Several months later I bought one of the first memory expansion boards (the Insider I think) from a small computer shop called Michigan Software. They ran a BBS that I frequented.
I spent thousands of hours with Amiga Paint, Aegis Animator (I think) and a music program (can't remember the name). Once I recorded a version of GhostBusters that I hand edited in the music software, than I added vocals using the speech synthesizer. I was 15.
The next year in high school I wrote a molecular modeling program for the science fair. You could load models and rotate them with a joystick. I remember being frustrated that I wanted BlitMaskBitmapRastPort() which allows you to blit an image through a mask, but my ROM kernel didn't have it. Eventually the new ROMs came out and I could finally finish it. Took me all the way to Puerto Rico for the International Science Fair and I won first place in computer science for it, as well as several awards for photography, for taking long exposure pictures of the computer screen in a dark room. My father had an Anvil Case custom built for the trip, and I remember when we got to the hotel room I unpacked the Amiga to make sure it had survived, and it wouldn't turn on. My sponsor was freaking out. I quickly popped open the top case, re-seated the memory board, and it started up fine. My sponsor thought I was a genius.

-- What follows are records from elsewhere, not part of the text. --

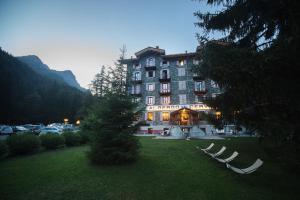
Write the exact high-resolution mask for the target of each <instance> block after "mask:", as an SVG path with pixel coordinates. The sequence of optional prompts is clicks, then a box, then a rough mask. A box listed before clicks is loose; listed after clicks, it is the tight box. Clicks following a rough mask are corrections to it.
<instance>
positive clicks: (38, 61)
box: [17, 55, 86, 91]
mask: <svg viewBox="0 0 300 200" xmlns="http://www.w3.org/2000/svg"><path fill="white" fill-rule="evenodd" d="M17 59H18V60H20V61H21V62H23V63H25V64H27V65H28V66H29V67H31V69H33V70H34V71H35V72H37V73H39V74H41V75H44V76H47V77H48V78H51V79H54V80H56V81H61V82H64V83H66V84H68V85H69V86H72V87H75V88H77V89H79V90H81V91H86V89H84V88H82V87H81V86H80V85H79V83H78V82H77V80H76V77H75V76H74V74H73V73H72V71H70V70H65V71H57V70H52V69H50V68H49V67H48V65H46V64H44V63H43V62H42V61H41V59H40V58H39V57H37V56H35V55H29V56H20V57H17Z"/></svg>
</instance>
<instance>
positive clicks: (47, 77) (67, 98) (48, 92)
mask: <svg viewBox="0 0 300 200" xmlns="http://www.w3.org/2000/svg"><path fill="white" fill-rule="evenodd" d="M0 94H1V98H0V124H1V123H2V124H25V123H51V122H62V121H63V119H64V118H68V119H69V120H70V122H74V121H75V120H76V119H78V118H80V114H79V113H83V112H82V105H83V104H84V102H85V100H86V99H87V98H89V96H90V95H89V93H83V92H81V91H79V90H78V89H76V88H73V87H70V86H68V85H67V84H64V83H62V82H58V81H56V80H54V79H50V78H48V77H45V76H42V75H40V74H37V73H36V72H34V71H33V70H32V69H31V68H30V67H28V66H27V65H26V64H24V63H22V62H20V61H19V60H18V59H16V58H15V57H13V56H11V55H9V54H8V53H6V52H4V51H3V50H2V49H0Z"/></svg>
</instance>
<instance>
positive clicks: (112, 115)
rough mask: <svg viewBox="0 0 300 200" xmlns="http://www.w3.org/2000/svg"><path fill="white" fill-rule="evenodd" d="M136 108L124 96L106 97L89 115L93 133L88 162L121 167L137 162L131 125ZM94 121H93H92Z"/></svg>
mask: <svg viewBox="0 0 300 200" xmlns="http://www.w3.org/2000/svg"><path fill="white" fill-rule="evenodd" d="M135 108H136V105H135V104H133V103H132V101H131V98H130V97H128V96H126V95H122V94H121V95H119V94H113V95H109V94H108V95H106V96H105V97H104V98H103V99H101V101H99V102H98V103H97V104H96V105H95V107H94V109H92V110H91V111H90V113H89V116H90V117H88V118H86V119H85V120H89V119H90V121H89V125H90V126H89V127H90V130H91V131H92V133H93V134H92V136H93V137H92V138H91V142H90V145H91V151H90V152H89V158H90V160H91V161H92V162H93V163H95V164H105V165H107V164H108V165H113V164H124V163H128V162H133V161H136V160H137V158H138V154H139V146H140V145H139V141H138V139H137V138H136V137H135V136H133V133H134V132H135V130H136V128H135V127H133V126H132V123H133V120H134V118H135V116H136V113H135V111H134V110H135ZM95 119H96V120H95Z"/></svg>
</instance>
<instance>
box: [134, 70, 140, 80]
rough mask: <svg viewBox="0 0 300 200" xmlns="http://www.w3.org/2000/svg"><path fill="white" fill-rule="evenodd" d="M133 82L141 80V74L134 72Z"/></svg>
mask: <svg viewBox="0 0 300 200" xmlns="http://www.w3.org/2000/svg"><path fill="white" fill-rule="evenodd" d="M133 80H135V81H139V80H141V72H134V73H133Z"/></svg>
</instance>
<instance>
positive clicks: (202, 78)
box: [193, 73, 205, 81]
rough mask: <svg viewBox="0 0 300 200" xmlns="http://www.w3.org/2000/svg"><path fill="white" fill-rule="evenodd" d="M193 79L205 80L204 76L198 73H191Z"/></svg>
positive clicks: (203, 80)
mask: <svg viewBox="0 0 300 200" xmlns="http://www.w3.org/2000/svg"><path fill="white" fill-rule="evenodd" d="M193 80H194V81H204V80H205V78H204V77H203V76H201V75H199V74H195V73H194V74H193Z"/></svg>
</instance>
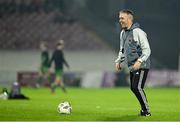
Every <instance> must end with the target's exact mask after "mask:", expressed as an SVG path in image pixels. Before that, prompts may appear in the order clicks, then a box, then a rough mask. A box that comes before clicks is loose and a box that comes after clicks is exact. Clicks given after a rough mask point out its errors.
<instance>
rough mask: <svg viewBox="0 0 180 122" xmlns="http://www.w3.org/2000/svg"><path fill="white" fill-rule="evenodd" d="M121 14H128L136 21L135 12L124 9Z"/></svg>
mask: <svg viewBox="0 0 180 122" xmlns="http://www.w3.org/2000/svg"><path fill="white" fill-rule="evenodd" d="M119 13H126V14H127V15H130V17H131V20H132V21H133V20H134V12H133V11H132V10H130V9H123V10H121V11H120V12H119Z"/></svg>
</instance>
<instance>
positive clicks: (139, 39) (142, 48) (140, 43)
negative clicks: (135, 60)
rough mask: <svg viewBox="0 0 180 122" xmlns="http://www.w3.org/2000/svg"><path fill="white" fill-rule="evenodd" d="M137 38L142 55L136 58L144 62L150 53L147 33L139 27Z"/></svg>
mask: <svg viewBox="0 0 180 122" xmlns="http://www.w3.org/2000/svg"><path fill="white" fill-rule="evenodd" d="M138 38H139V43H140V46H141V49H142V55H141V56H140V57H139V58H138V60H140V61H141V62H144V61H146V60H147V59H148V58H149V56H150V54H151V49H150V46H149V42H148V39H147V35H146V33H145V32H144V31H142V30H141V29H139V31H138Z"/></svg>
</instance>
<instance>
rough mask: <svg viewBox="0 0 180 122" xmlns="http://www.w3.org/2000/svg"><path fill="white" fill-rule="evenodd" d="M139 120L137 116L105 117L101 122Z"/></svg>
mask: <svg viewBox="0 0 180 122" xmlns="http://www.w3.org/2000/svg"><path fill="white" fill-rule="evenodd" d="M137 120H140V116H137V115H126V116H119V117H106V118H103V121H137Z"/></svg>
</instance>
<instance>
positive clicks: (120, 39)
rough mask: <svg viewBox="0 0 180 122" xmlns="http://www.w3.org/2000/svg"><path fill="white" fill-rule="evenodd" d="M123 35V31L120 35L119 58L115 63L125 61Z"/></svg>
mask: <svg viewBox="0 0 180 122" xmlns="http://www.w3.org/2000/svg"><path fill="white" fill-rule="evenodd" d="M122 33H123V31H121V33H120V49H119V53H118V57H117V59H116V60H115V63H122V62H123V61H124V56H123V53H124V51H123V39H122Z"/></svg>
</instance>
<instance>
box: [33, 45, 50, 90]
mask: <svg viewBox="0 0 180 122" xmlns="http://www.w3.org/2000/svg"><path fill="white" fill-rule="evenodd" d="M40 49H41V64H40V71H39V78H38V83H37V84H36V87H39V86H40V84H41V83H42V81H43V80H45V79H46V80H48V81H49V82H50V74H49V53H48V50H47V45H46V43H45V42H41V43H40Z"/></svg>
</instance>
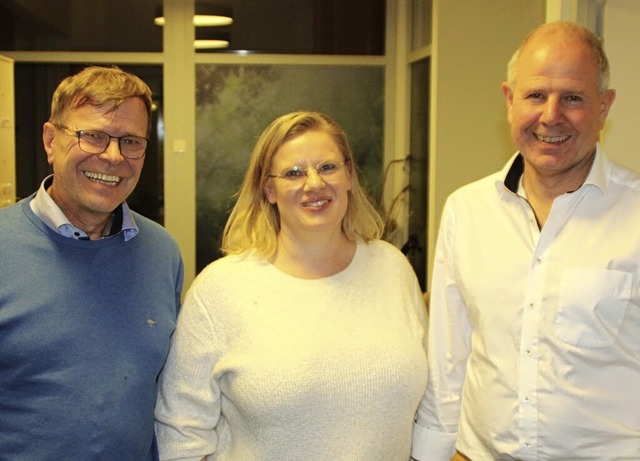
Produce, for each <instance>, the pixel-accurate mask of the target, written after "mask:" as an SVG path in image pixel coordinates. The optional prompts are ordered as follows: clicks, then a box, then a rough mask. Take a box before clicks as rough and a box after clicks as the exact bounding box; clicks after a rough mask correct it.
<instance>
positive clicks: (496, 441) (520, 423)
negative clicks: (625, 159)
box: [414, 22, 640, 461]
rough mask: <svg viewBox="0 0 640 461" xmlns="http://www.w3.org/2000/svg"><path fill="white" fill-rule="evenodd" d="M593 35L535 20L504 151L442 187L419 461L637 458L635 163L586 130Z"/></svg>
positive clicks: (601, 92) (591, 121) (506, 86)
mask: <svg viewBox="0 0 640 461" xmlns="http://www.w3.org/2000/svg"><path fill="white" fill-rule="evenodd" d="M608 85H609V66H608V62H607V58H606V55H605V53H604V51H603V49H602V45H601V43H600V41H599V40H598V38H597V37H596V36H595V35H593V34H592V33H591V32H589V31H588V30H586V29H584V28H583V27H581V26H578V25H577V24H571V23H566V22H558V23H550V24H545V25H543V26H541V27H539V28H538V29H536V30H535V31H533V32H532V33H531V34H530V35H529V36H528V37H527V38H526V39H525V40H524V42H523V43H522V45H521V46H520V47H519V49H518V50H517V51H516V53H515V54H514V56H513V58H512V60H511V62H510V63H509V69H508V81H507V82H505V83H504V84H503V85H502V91H503V93H504V96H505V99H506V103H507V108H508V113H509V121H510V123H511V133H512V137H513V139H514V143H515V145H516V147H517V149H518V152H517V153H516V155H515V156H514V157H513V158H512V159H511V160H510V161H509V162H508V163H507V165H506V166H505V167H504V169H503V170H502V171H501V172H498V173H496V174H493V175H491V176H489V177H486V178H484V179H481V180H480V181H477V182H475V183H472V184H469V185H467V186H465V187H463V188H461V189H459V190H458V191H456V192H454V193H453V194H452V195H451V197H449V199H448V201H447V204H446V205H445V209H444V211H443V217H442V223H441V228H440V234H439V238H438V244H437V250H436V254H435V264H434V273H433V280H432V286H431V287H430V288H431V292H432V294H431V317H430V331H429V349H428V354H429V383H428V388H427V395H428V397H429V399H428V405H427V406H426V407H422V408H421V409H420V411H419V414H418V420H417V422H418V425H419V426H420V429H421V430H417V431H416V432H415V434H414V438H416V439H419V440H420V442H419V443H421V444H423V445H424V446H425V447H428V451H429V453H430V455H429V457H428V459H429V460H430V461H431V460H449V459H453V460H473V461H485V460H486V461H494V460H560V459H563V460H564V459H567V460H568V459H570V460H587V459H589V460H631V459H634V460H638V459H640V405H639V404H638V397H637V393H638V389H640V340H639V339H638V338H639V333H640V176H639V175H637V174H636V173H634V172H632V171H630V170H627V169H625V168H623V167H621V166H619V165H617V164H615V163H613V162H612V161H610V160H609V159H608V158H607V157H606V156H605V155H604V153H603V152H602V151H601V149H600V147H599V146H598V136H599V133H600V130H601V129H602V128H603V126H604V123H605V120H606V118H607V115H608V113H609V109H610V108H611V105H612V104H613V101H614V99H615V92H614V90H611V89H609V86H608Z"/></svg>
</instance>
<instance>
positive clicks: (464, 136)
mask: <svg viewBox="0 0 640 461" xmlns="http://www.w3.org/2000/svg"><path fill="white" fill-rule="evenodd" d="M433 13H434V14H433V16H434V18H433V21H434V24H433V25H434V32H433V53H432V81H431V92H432V100H431V106H430V111H431V115H430V119H431V126H430V130H431V139H430V159H429V220H428V222H429V237H428V240H429V252H428V256H427V257H428V261H429V264H428V266H429V271H428V273H429V274H431V268H432V264H433V251H434V246H435V240H436V237H437V229H438V225H439V223H440V215H441V213H442V207H443V205H444V202H445V200H446V198H447V196H448V195H449V194H450V193H451V192H453V191H454V190H455V189H457V188H458V187H460V186H462V185H463V184H466V183H468V182H470V181H473V180H476V179H479V178H481V177H483V176H486V175H487V174H490V173H492V172H494V171H496V170H498V169H500V168H501V167H502V166H503V164H504V163H505V161H506V160H507V159H508V158H509V157H510V156H511V154H512V153H513V152H514V147H513V144H512V142H511V137H510V134H509V125H508V123H507V118H506V117H507V112H506V108H505V104H504V101H503V98H502V93H501V91H500V83H501V82H502V81H504V80H505V79H506V67H507V62H508V61H509V58H510V57H511V54H512V53H513V51H514V50H515V49H516V47H517V46H518V45H519V43H520V41H521V40H522V39H523V38H524V36H525V35H526V33H527V32H529V30H531V29H533V28H535V27H536V26H538V25H540V24H542V23H543V22H544V20H545V2H544V0H527V1H520V0H516V1H514V0H473V1H469V0H434V12H433Z"/></svg>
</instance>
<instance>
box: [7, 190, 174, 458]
mask: <svg viewBox="0 0 640 461" xmlns="http://www.w3.org/2000/svg"><path fill="white" fill-rule="evenodd" d="M32 198H33V195H32V196H31V197H28V198H26V199H24V200H22V201H21V202H19V203H18V204H16V205H15V206H12V207H9V208H6V209H3V210H0V242H2V248H1V249H0V459H2V460H18V459H20V460H22V459H28V460H30V461H38V460H45V459H46V460H52V459H60V460H62V459H69V460H71V459H73V460H118V461H127V460H131V461H134V460H135V461H140V460H147V459H153V456H154V451H155V446H154V445H155V442H154V431H153V410H154V405H155V397H156V387H157V377H158V374H159V372H160V370H161V369H162V366H163V365H164V362H165V359H166V356H167V352H168V346H169V338H170V336H171V334H172V332H173V330H174V329H175V319H176V315H177V311H178V306H179V301H180V292H181V289H182V281H183V267H182V260H181V258H180V252H179V249H178V246H177V244H176V243H175V241H174V240H173V239H172V238H171V237H170V236H169V234H168V233H167V232H166V231H165V230H164V229H163V228H162V227H161V226H159V225H158V224H156V223H154V222H153V221H150V220H148V219H146V218H144V217H143V216H141V215H139V214H137V213H134V219H135V221H136V223H137V225H138V228H139V230H140V231H139V233H138V235H137V236H136V237H135V238H133V239H131V240H129V241H128V242H125V240H124V238H123V234H122V233H120V234H118V235H115V236H113V237H109V238H105V239H101V240H95V241H88V240H87V241H82V240H75V239H72V238H68V237H64V236H62V235H59V234H58V233H56V232H55V231H53V230H51V229H50V228H49V227H47V226H46V225H45V224H44V223H43V222H42V221H41V220H40V219H39V218H38V217H37V216H36V215H35V214H34V213H33V211H32V210H31V208H30V206H29V201H30V200H31V199H32Z"/></svg>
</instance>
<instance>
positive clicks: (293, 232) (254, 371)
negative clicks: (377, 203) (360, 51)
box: [156, 112, 427, 461]
mask: <svg viewBox="0 0 640 461" xmlns="http://www.w3.org/2000/svg"><path fill="white" fill-rule="evenodd" d="M381 231H382V223H381V219H380V217H379V216H378V214H377V212H376V211H375V209H374V208H373V207H372V205H371V204H370V202H369V200H368V199H367V197H366V195H365V193H364V191H363V189H362V187H361V186H360V184H359V181H358V177H357V170H356V166H355V164H354V157H353V153H352V151H351V148H350V146H349V142H348V140H347V136H346V134H345V133H344V131H343V130H342V129H341V128H340V127H339V126H338V125H337V124H336V123H335V122H334V121H333V120H331V119H330V118H329V117H327V116H326V115H324V114H319V113H315V112H295V113H291V114H287V115H284V116H282V117H280V118H278V119H276V120H275V121H273V122H272V123H271V124H270V125H269V126H268V127H267V129H266V130H265V131H264V133H263V134H262V136H261V137H260V139H259V140H258V142H257V144H256V147H255V149H254V151H253V154H252V157H251V161H250V165H249V169H248V171H247V174H246V176H245V179H244V182H243V185H242V187H241V190H240V193H239V196H238V200H237V203H236V205H235V207H234V209H233V211H232V213H231V216H230V218H229V221H228V223H227V226H226V228H225V232H224V237H223V244H222V249H223V251H224V252H225V254H226V256H225V257H223V258H221V259H219V260H217V261H215V262H213V263H212V264H210V265H209V266H208V267H207V268H205V269H204V270H203V271H202V272H201V273H200V274H199V275H198V277H197V279H196V280H195V282H194V283H193V286H192V287H191V289H190V290H189V292H188V294H187V297H186V299H185V302H184V305H183V307H182V310H181V312H180V316H179V319H178V326H177V330H176V332H175V334H174V337H173V341H172V345H171V351H170V354H169V358H168V360H167V364H166V366H165V369H164V371H163V373H162V375H161V378H160V392H159V395H158V401H157V405H156V421H157V423H156V429H157V434H158V441H159V447H160V458H161V459H162V460H197V461H200V460H201V459H208V460H216V461H229V460H232V461H258V460H260V461H263V460H273V461H287V460H292V461H293V460H295V461H298V460H312V461H336V460H362V461H365V460H366V461H375V460H378V461H395V460H402V461H407V460H409V458H410V455H411V445H412V430H413V429H412V428H413V425H414V418H415V415H416V412H417V411H418V408H419V406H420V403H421V401H422V399H423V398H424V397H423V396H424V391H425V387H426V380H427V364H426V354H425V349H424V345H425V307H424V302H423V297H422V293H421V291H420V287H419V285H418V283H417V280H416V277H415V275H414V272H413V270H412V268H411V266H410V265H409V263H408V262H407V260H406V258H405V257H404V256H403V255H402V253H400V252H399V251H398V250H397V249H396V248H395V247H393V246H392V245H390V244H388V243H386V242H383V241H381V240H379V237H380V234H381Z"/></svg>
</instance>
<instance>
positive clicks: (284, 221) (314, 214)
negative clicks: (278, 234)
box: [265, 130, 351, 238]
mask: <svg viewBox="0 0 640 461" xmlns="http://www.w3.org/2000/svg"><path fill="white" fill-rule="evenodd" d="M326 160H331V161H333V162H335V163H337V164H339V163H342V162H344V157H343V155H342V153H341V152H340V150H339V149H338V146H337V144H336V142H335V141H334V140H333V138H332V137H331V135H330V134H328V133H326V132H324V131H318V130H311V131H306V132H304V133H301V134H299V135H297V136H295V137H293V138H291V139H289V140H288V141H286V142H285V143H284V144H282V146H281V147H280V148H279V149H278V151H277V152H276V154H275V155H274V157H273V162H272V165H271V168H270V171H271V172H272V173H275V174H279V173H280V172H282V171H286V170H290V169H291V167H292V166H294V165H297V166H301V167H302V168H308V169H307V176H306V177H303V178H301V179H296V180H289V179H286V178H277V177H276V178H270V179H269V181H268V182H267V185H266V187H265V194H266V196H267V199H268V200H269V203H271V204H272V205H276V206H277V207H278V212H279V215H280V233H281V234H283V235H289V236H294V238H304V237H303V236H305V235H309V232H311V233H317V232H319V231H321V232H323V233H325V234H326V235H330V234H332V233H341V232H342V227H341V226H342V219H343V218H344V216H345V213H346V211H347V205H348V202H349V198H348V191H349V190H350V189H351V174H350V171H349V165H348V164H347V165H345V166H343V167H342V168H340V170H339V171H337V172H335V173H334V174H331V175H327V176H322V175H319V174H318V173H317V171H316V170H315V167H316V165H318V163H320V162H323V161H326Z"/></svg>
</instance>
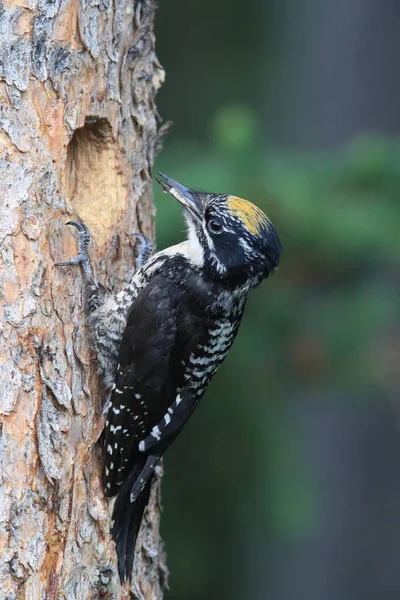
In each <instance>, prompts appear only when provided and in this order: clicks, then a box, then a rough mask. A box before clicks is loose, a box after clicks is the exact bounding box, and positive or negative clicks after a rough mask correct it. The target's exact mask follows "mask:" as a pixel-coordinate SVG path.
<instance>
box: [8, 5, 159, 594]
mask: <svg viewBox="0 0 400 600" xmlns="http://www.w3.org/2000/svg"><path fill="white" fill-rule="evenodd" d="M153 17H154V3H153V1H152V0H138V1H137V2H133V0H114V1H111V0H10V1H9V2H7V1H5V2H4V3H2V2H1V0H0V210H1V213H0V295H1V303H0V415H1V423H0V468H1V471H0V477H1V479H0V590H1V592H0V596H1V598H4V599H7V600H12V599H17V598H18V599H20V598H27V599H29V600H43V599H46V600H52V599H57V600H58V599H64V598H65V599H68V600H72V599H76V600H86V599H88V598H120V597H121V594H122V597H128V596H129V593H132V592H128V590H127V589H125V590H122V591H121V590H120V586H119V581H118V575H116V557H115V551H114V544H113V542H112V540H111V538H110V533H109V525H110V523H109V516H108V507H107V502H106V500H105V499H104V496H103V486H102V469H101V448H100V447H99V445H98V444H96V441H97V440H98V437H99V434H100V432H101V429H102V414H101V412H102V411H101V389H100V386H99V382H98V377H97V375H96V365H95V361H94V357H93V355H92V354H91V351H90V345H89V341H88V330H87V326H86V320H85V316H84V313H83V312H82V309H83V285H82V283H83V279H82V275H81V273H80V269H79V268H67V269H61V268H58V269H56V268H54V267H53V263H54V262H55V261H59V260H64V259H66V258H67V257H70V256H73V255H74V254H75V253H76V240H75V234H74V232H73V231H70V230H69V228H67V227H65V223H66V221H68V220H69V219H70V218H81V219H83V220H84V221H85V222H86V224H87V225H88V226H89V228H90V230H91V232H92V236H93V238H94V241H95V244H92V250H91V251H92V258H93V260H94V261H95V265H96V267H97V272H98V275H99V278H100V280H101V281H103V282H104V283H105V284H106V285H108V286H109V287H110V288H112V289H120V288H121V287H122V285H123V283H124V281H125V280H127V279H128V278H130V277H131V275H132V271H133V269H134V256H135V249H134V245H135V241H134V238H133V236H132V233H133V232H136V231H142V232H143V233H145V234H146V235H150V236H151V234H152V214H153V208H152V201H151V180H150V169H151V166H152V164H153V159H154V155H155V152H156V148H157V146H158V143H159V139H160V132H157V126H156V110H155V106H154V95H155V92H156V90H157V89H158V87H159V85H160V83H161V81H162V79H163V71H162V69H161V67H160V65H159V64H158V62H157V59H156V56H155V53H154V37H153ZM158 523H159V483H158V482H156V484H155V485H154V487H153V491H152V497H151V503H150V510H149V512H148V514H147V517H146V518H145V523H144V526H143V527H142V531H141V534H140V537H139V541H138V542H139V552H138V553H137V559H136V569H135V583H134V585H133V586H132V589H133V593H134V595H135V596H137V597H139V598H146V599H148V598H151V599H158V598H161V597H162V585H163V583H164V579H165V565H164V560H163V554H162V545H161V540H160V537H159V533H158Z"/></svg>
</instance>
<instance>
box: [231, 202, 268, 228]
mask: <svg viewBox="0 0 400 600" xmlns="http://www.w3.org/2000/svg"><path fill="white" fill-rule="evenodd" d="M228 208H229V210H230V211H231V212H232V213H233V214H234V215H235V216H237V217H239V218H240V219H241V220H242V221H243V223H244V225H245V226H246V227H247V229H248V230H249V231H250V233H252V234H253V235H259V233H260V231H261V228H262V227H263V226H264V227H265V226H266V225H268V223H269V219H268V217H267V216H266V215H265V214H264V213H263V211H262V210H261V209H260V208H258V206H255V204H252V203H251V202H248V201H247V200H243V198H237V197H236V196H229V197H228Z"/></svg>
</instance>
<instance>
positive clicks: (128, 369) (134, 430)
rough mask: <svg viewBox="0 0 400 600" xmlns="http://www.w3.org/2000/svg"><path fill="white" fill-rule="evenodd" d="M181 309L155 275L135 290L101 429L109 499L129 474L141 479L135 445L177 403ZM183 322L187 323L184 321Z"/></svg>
mask: <svg viewBox="0 0 400 600" xmlns="http://www.w3.org/2000/svg"><path fill="white" fill-rule="evenodd" d="M182 305H184V303H182V290H181V289H180V288H179V287H178V286H176V285H175V284H174V283H173V282H171V281H170V280H169V279H167V278H165V277H163V276H160V275H158V276H155V277H154V278H153V279H152V280H151V281H150V282H149V283H148V284H147V286H146V287H145V288H143V289H142V290H141V291H140V292H139V294H138V296H137V297H136V298H135V300H134V302H133V304H132V306H131V308H130V310H129V313H128V318H127V324H126V328H125V332H124V335H123V339H122V342H121V346H120V352H119V365H118V371H117V376H116V381H115V387H114V390H113V392H112V396H111V402H110V408H109V411H108V414H107V418H106V425H105V447H106V465H105V474H106V477H105V478H106V494H107V495H108V496H113V495H115V494H116V493H118V490H119V489H120V486H121V485H122V484H123V483H124V481H125V480H126V478H127V477H128V475H130V474H131V472H132V470H137V476H138V477H139V475H141V473H142V471H143V469H144V467H145V463H146V456H144V455H143V453H141V452H140V451H139V449H138V446H139V443H140V442H141V441H142V440H145V439H146V438H147V436H148V435H149V434H150V432H151V431H152V429H153V428H154V427H155V426H156V425H157V423H159V422H160V421H161V420H162V418H163V417H164V415H166V414H167V413H168V408H169V407H170V406H171V405H173V403H174V401H176V396H177V394H176V391H177V389H178V388H179V385H180V383H181V381H180V379H179V377H180V376H181V372H182V369H181V357H182V354H184V347H185V344H186V343H187V341H188V340H190V339H191V337H192V335H193V332H192V331H191V328H190V326H188V327H187V328H186V330H185V331H184V332H180V335H179V336H177V333H178V320H182V319H181V317H182V310H183V308H182ZM178 313H180V315H181V316H180V317H179V315H178ZM184 321H185V323H190V319H189V318H186V319H184ZM178 338H179V339H178ZM182 416H183V415H182ZM185 420H186V419H185ZM181 424H182V423H181ZM172 439H173V438H171V441H172ZM167 445H169V444H167ZM165 448H166V445H165V444H164V448H161V446H160V445H159V446H158V447H157V448H153V450H152V454H157V453H158V455H159V456H161V454H162V452H163V451H164V450H165Z"/></svg>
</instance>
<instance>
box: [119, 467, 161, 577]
mask: <svg viewBox="0 0 400 600" xmlns="http://www.w3.org/2000/svg"><path fill="white" fill-rule="evenodd" d="M136 477H137V473H132V474H131V476H130V477H128V479H127V480H126V481H125V483H124V485H123V487H122V488H121V491H120V492H119V493H118V496H117V498H116V500H115V504H114V508H113V515H112V519H113V527H112V529H111V533H112V536H113V538H114V540H115V545H116V549H117V556H118V572H119V576H120V579H121V581H122V582H123V581H125V580H129V581H131V580H132V571H133V561H134V557H135V546H136V540H137V537H138V535H139V531H140V525H141V522H142V518H143V513H144V511H145V508H146V506H147V504H148V502H149V498H150V490H151V482H152V479H153V477H150V479H149V480H148V482H147V483H146V485H145V486H144V488H143V490H142V491H141V493H140V494H139V495H138V497H137V498H136V500H135V501H134V502H131V501H130V495H131V489H132V485H133V482H134V481H135V479H136Z"/></svg>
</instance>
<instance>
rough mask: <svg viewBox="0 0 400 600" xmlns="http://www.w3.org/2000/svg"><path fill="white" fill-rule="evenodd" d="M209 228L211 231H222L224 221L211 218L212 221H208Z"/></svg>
mask: <svg viewBox="0 0 400 600" xmlns="http://www.w3.org/2000/svg"><path fill="white" fill-rule="evenodd" d="M208 229H209V231H211V233H221V231H222V223H221V222H220V221H217V220H216V219H210V221H208Z"/></svg>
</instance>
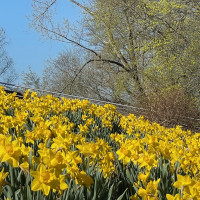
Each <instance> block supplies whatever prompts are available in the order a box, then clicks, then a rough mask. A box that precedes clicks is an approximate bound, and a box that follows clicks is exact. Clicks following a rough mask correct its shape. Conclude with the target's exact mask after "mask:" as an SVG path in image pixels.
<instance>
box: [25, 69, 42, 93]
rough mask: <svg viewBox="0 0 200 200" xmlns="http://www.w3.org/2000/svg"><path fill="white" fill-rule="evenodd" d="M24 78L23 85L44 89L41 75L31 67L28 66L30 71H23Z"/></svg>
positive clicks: (39, 88)
mask: <svg viewBox="0 0 200 200" xmlns="http://www.w3.org/2000/svg"><path fill="white" fill-rule="evenodd" d="M22 79H23V80H22V81H23V82H22V83H23V85H25V86H27V87H30V88H36V89H44V87H43V82H42V80H41V77H40V76H39V75H37V74H36V73H35V72H33V71H32V69H31V67H28V72H22Z"/></svg>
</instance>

I was at a SIGGRAPH in 1989 and met several of the Amiga inventors (RJ Mical, Dale Luck, and some others). We ended up at RJ Mical's house (I think, it might have been Michael Bittner's house) talking about what it would take to build a 3D accelerator. Copper Bittner was there - I always thought she had a cool name. I was honored, at 18, to be taken into the fold.
I made a lot of pizza money in college selling my Periodic Table of the Elements program through Fred Fish (rest in peace) disks. I still have some German Deutsch-marks that someone sent me from Germany.
I remember the first time I tried closing a door on one of those walking plant things in Dungeon Master, and watching it get crushed to death, and laughing my ass off, spewing Jolt and M&Ms everywhere.
Later I sold a bunch of programming articles to Amigaworld Tech Journal. Those were fun times.
Eventually I sold my A3000, all my disks, peripherals, manuals, everything for $500, because I wanted to buy a PC to play Ultima Underworld. It's probably just as well, as I'm now sitting on several SGI machines in the basement that aren't worth anything either.